The Epiphany Of Toothlessness – A Long Form Epiphany
When we arrived in San Ginese in October 1969, my grandfather Bucchione was there, age 62, toothless. He had a Tuscan cigar permanently planted in the corner of his mouth, kept in place by his tongue as he sucked the nicotine and swallowed the juice. Occasionally he spat a brown stream.
Out of Bucchione’s house came a tall, very thin woman, also toothless, a sunken mouth, wearing an apron, her hair in a scarf, shuffling in slippers on the gravel and broken concrete courtyard. She was cadaver-like, skeletal, a kind of grave-robbing ghoul. There were stringy flaps of skin on each side of her neck, the hollow of her throat was deep, her eye-sockets bony, her forehead made of hard stone and slab-like. What hair she had was thin and grey and drily flattened onto her head. She joined her hands in prayer and moved them up and down in the air, from her forehead to her belly all the while exclaiming
Within a few weeks I loved both of these people. My great aunt Gemma suffered from an overactive thyroid. She loved me to pieces.
Everything I learnt about my Italian extended family after that day can be encapsulated in the toothlessness of my grandfather and his sister.
This was a very different world and it was mine, just as the tobacco farm and the Victorian country town were. Now all I had to do was learn to love it. And I did. Toothlessness and all.
For the first time in my life I went to a funeral because someone died and the entire village knew him. All one hundred and twenty inhabitants – I counted them. We were never inside watching television because life was in the courtyard.

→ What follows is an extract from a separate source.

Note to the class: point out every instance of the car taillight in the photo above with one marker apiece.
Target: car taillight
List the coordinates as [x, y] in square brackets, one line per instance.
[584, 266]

The surfaces of the physical world were hard, of stone, brick, marble, cement render, terrazzo tiling. There was no hessian, no linoleum, no timber, no veneers, no plasterboard, no cement sheet, no masonite, no corrugated iron, no red bricks. You could smell the stone and cement dust. The older houses had exposed beams. Upstairs, floors that had tiles laid over timber beams, bounced. House walls were reinforced with iron tie-rods inserted horizontally along their width and depth to stop them crumbling.
Less than a year later I was back in Australia, but that experience, a long-form epiphany, changed me profoundly.
Once I could have told you that I was an Australian boy whose family was Italian and that I lived on a tobacco farm at Buffalo River. For a long time I was only one thing and now I didn’t know who I was. And I never knew again.
Dear reader, these are just some of the events and experiences that have formed my Sentimental Education. They are just some of the events and experiences that have had a long-lasting impact on me and the book I have written and the next one I will write. I could go on but I can’t go on.
There is one last thing I have to say. And I think it applies to you too.
My life is a book, just as your life is a book. All my life I’ve felt like I’m writing a book. The book of my life is inside me and, really, I can only get small bits of it out. My life is too big and beautiful to get it out properly. This conclusion, the one I have arrived at, is the result of my Sentimental Education.